В это время Истомин очень много читал и даже собирался что-то писать против гоголевских мнений об искусстве; но писания этого, впрочем, никогда не происходило. Он очень много читал этой порою, но и читал необыкновенно странно. Иногда он в эту полосу своего упорного домоседства молча входил ко мне в своем бархатном пиджаке и ярких канаусовых шароварах, молча брал с полки какую-нибудь книгу и молча же уходил с нею к себе.

Я заставал его часто, что он крепко спал на своей оттоманке, а книга валялась около него на полу, и потом он вскоре приносил ее и ставил на место. В другой раз он нападал на какую-нибудь небольшую книжонку и читал ее удивительно долго и внимательно, точно как будто или не понимал ее, или старался выучить наизусть. Долее всего он возился над Гейне, часто по целым часам останавливаясь над какою-нибудь одной песенкой этого поэта.

– "Трубят голубые гусары", - сказал я однажды, заходя к нему и заставая его лежащим с маленьким томиком Гейне.

– Что?
– спросил он, наморща брови. Я опять повторил строфу легкого стихотворения, которое некогда очень любил и очень хвалил Истомин,

– Кой черт гусары!
– отвечал Роман Прокофьич.
– Я все читаю об этой "невыплаканной слезинке". Эх, господи, как люди писать-то умеют! что это за прелесть, эта крошка Вероника! ее и нет, а между тем ее чувствуешь, проговорил он лениво, приподнимаясь с оттоманки и закуривая сигару.

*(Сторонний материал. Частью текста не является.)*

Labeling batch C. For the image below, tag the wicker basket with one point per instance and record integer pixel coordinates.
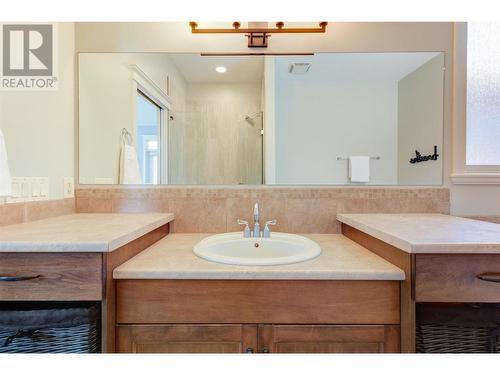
(62, 330)
(458, 328)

– "Она была достойна любви, и он любил ее; но он не был достоин любви, и она его не любила" - это старая история, которая будет всегда нова, произнес он серьезно и с закуренной сигарой снова повалился на ковер, закрыл ноги клетчатым пушистым пледом и стал читать далее.

Через заклеенную дверь я слышал раз, как он громко декламировал вслух:

С толпой безумною не стану

Я пляску дикую плясать

И золоченому болвану,

Поддавшись гнусному обману,

Не стану ладан воскурять.

Я не поверю рукожатьям

Мне яму роющих друзей;

Я не отдам себя объятьям

Надменных наглостью своей

Прелестниц...

Нет, лучше пасть, как дуб в ненастье,

Чем камышом остаться жить,

Чтобы потом считать за счастье

Для франта тросточкой служить.

Я слышал также, как после этой последней строфы книга ударилась об стену и полетела на пол. Через минуту Истомин вошел ко мне.

– А что вы думаете, - спросил он меня снова, - что вы думаете об этой "невыплаканной слезинке"?